De nuevo un sábado las calles de Madrid serán escenario de una movilización en contra del Gobierno. Esta vez la «guerra» se libra en el resbaladizo terreno de la educación, donde el equipo de Rodríguez Zapatero promueve una reforma, una más, que no ha hecho más que encender los ánimos de unos y otros. Como siempre, el asunto tiene miga. Porque todos y cada uno de los españoles estamos de acuerdo en que el sistema educativo no funciona: nuestras tasas de fracaso escolar son las más elevadas de Europa, nuestros hijos no salen bien preparados y, en conjunto, los problemas se amontonan unos sobre otros.

De ahí la necesidad imperiosa de reformar el sistema. Pero con sentido común. Es uno de los grandes temas de Estado y nadie parece darle la importancia que merece. De ahí la equivocada actitud de Gobierno y oposición, que tendrían que haberse sentado frente a frente durante el tiempo necesario hasta alcanzar un consenso, un texto pactado que respete los intereses de los millones de votantes a los que representan. En lugar de eso, el Gobierno ha lanzado una propuesta bastante ambigua que elude algunos aspectos fundamentales, como la financiación de ciertas necesidades educativas. Y la oposición se ha lanzado a la calle para protestar por un proyecto no suficientemente debatido ni conocido, sin plantear tampoco alternativas eficaces, centrándose casi obsesivamente en la cuestión de la religión.

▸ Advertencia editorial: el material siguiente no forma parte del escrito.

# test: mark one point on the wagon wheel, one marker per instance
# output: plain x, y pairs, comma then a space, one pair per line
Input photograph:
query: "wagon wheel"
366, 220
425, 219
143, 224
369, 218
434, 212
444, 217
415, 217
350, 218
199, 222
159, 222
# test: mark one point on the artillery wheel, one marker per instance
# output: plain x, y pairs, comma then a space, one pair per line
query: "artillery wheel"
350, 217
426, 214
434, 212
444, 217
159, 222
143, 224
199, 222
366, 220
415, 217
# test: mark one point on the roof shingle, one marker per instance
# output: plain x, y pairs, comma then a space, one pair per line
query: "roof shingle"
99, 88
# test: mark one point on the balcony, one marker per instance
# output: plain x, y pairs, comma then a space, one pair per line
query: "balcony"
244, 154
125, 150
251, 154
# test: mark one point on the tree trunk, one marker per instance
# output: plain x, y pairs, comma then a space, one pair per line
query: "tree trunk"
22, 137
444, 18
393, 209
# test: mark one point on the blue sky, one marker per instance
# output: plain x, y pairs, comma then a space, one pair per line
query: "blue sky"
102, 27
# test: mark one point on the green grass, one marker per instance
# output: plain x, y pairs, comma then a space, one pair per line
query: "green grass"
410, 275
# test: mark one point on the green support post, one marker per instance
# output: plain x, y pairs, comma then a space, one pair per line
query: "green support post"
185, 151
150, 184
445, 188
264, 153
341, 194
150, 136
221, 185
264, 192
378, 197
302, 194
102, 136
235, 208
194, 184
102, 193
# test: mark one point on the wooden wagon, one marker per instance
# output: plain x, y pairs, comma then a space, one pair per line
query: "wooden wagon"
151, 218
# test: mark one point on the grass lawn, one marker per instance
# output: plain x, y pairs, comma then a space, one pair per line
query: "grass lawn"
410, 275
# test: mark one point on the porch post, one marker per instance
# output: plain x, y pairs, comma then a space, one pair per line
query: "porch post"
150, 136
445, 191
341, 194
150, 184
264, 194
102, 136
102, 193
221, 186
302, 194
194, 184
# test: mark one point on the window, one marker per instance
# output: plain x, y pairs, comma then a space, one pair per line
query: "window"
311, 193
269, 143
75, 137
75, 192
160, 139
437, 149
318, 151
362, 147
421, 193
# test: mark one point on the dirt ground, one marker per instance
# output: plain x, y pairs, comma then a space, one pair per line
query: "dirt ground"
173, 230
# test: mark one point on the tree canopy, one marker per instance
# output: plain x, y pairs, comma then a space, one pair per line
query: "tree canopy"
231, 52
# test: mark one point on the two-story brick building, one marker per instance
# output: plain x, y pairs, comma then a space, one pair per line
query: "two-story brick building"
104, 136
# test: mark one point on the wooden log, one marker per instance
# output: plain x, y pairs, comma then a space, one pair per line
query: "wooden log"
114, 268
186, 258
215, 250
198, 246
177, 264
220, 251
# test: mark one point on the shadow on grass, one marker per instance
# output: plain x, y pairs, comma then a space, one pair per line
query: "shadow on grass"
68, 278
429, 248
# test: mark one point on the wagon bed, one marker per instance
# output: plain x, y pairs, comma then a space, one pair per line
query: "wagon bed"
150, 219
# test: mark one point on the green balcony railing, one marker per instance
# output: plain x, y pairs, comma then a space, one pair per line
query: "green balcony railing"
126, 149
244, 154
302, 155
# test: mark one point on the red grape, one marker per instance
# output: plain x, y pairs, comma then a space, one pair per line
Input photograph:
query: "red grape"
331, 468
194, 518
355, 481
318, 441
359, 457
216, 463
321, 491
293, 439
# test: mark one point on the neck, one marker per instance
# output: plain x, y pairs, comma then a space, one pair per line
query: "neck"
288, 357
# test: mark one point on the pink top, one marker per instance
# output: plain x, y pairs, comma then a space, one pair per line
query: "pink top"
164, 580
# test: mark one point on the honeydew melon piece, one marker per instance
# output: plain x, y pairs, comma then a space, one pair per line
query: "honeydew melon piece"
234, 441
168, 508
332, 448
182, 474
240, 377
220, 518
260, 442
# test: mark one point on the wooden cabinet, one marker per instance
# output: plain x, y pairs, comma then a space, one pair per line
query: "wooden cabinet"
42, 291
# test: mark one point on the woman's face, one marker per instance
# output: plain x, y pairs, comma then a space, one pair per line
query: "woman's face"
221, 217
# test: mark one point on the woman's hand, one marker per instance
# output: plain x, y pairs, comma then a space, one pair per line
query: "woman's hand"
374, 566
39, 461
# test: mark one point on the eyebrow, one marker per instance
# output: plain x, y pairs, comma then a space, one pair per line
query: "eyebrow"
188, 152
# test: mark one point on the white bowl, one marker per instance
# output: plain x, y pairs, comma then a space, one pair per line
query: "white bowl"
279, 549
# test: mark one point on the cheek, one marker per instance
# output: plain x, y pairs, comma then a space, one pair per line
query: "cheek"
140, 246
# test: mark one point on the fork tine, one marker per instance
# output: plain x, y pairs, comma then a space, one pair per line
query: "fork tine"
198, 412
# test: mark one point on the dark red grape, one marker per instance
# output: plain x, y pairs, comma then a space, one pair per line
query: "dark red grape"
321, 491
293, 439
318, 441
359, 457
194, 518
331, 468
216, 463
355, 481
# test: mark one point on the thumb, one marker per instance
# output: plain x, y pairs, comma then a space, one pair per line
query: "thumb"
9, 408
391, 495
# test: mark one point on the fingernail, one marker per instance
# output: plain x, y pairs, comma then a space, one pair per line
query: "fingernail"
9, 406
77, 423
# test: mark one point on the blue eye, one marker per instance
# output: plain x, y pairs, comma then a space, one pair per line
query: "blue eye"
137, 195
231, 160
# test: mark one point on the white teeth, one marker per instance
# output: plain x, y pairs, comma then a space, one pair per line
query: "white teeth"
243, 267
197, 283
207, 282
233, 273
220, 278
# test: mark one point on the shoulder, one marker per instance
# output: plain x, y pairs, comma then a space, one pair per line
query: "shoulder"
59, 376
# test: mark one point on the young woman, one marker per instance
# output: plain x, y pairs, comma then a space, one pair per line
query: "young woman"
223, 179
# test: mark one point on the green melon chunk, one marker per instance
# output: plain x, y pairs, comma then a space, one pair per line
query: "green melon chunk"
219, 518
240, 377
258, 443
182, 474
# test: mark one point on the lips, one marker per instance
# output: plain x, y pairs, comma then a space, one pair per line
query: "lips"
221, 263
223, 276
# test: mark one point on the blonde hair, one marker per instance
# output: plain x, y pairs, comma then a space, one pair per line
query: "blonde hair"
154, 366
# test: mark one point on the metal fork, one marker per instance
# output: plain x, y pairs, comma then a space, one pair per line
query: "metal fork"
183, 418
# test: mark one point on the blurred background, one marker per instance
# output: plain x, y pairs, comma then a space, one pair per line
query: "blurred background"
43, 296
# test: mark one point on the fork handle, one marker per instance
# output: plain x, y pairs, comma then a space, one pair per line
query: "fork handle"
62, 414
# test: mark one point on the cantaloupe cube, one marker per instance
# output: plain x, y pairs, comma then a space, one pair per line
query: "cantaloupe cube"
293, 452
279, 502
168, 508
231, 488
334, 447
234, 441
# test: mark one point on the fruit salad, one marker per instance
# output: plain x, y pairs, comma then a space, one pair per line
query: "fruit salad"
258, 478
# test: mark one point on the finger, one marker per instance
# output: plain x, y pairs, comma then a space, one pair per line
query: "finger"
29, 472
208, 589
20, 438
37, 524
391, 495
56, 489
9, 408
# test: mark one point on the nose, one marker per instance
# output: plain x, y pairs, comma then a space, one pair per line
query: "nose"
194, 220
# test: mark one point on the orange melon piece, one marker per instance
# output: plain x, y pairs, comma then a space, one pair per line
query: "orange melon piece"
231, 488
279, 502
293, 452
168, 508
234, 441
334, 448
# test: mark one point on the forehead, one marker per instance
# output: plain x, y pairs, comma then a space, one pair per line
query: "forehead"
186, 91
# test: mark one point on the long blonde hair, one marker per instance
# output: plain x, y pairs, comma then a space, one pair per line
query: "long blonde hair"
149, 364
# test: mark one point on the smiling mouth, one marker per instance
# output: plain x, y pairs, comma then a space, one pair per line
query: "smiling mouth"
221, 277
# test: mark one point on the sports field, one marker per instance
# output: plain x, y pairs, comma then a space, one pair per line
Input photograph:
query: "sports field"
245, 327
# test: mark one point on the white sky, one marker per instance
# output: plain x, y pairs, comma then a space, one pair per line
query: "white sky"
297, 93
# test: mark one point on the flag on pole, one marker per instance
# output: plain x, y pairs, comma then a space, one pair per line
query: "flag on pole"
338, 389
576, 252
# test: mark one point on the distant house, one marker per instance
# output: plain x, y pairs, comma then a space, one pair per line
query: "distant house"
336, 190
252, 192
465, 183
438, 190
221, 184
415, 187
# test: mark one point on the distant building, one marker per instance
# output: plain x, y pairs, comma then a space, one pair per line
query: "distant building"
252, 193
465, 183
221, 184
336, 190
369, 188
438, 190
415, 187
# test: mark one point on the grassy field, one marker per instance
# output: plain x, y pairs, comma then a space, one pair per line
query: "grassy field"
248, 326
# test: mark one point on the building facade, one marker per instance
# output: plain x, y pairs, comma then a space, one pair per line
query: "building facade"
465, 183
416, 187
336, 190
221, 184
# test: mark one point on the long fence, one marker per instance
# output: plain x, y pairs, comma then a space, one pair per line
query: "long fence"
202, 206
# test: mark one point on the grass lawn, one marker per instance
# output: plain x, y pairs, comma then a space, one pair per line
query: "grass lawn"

Al final lo que la comunidad educativa -docentes, alumnos y padres- echa en falta es seriedad. Que se afronte de una vez un asunto de la máxima importancia con el rigor que merece. Porque llevamos cuatro reformas en quince años y eso, francamente, suena a tomadura de pelo. Y por los modos y maneras en que se ha llevado a cabo ésta, no parece que la cosa vaya a mejorar.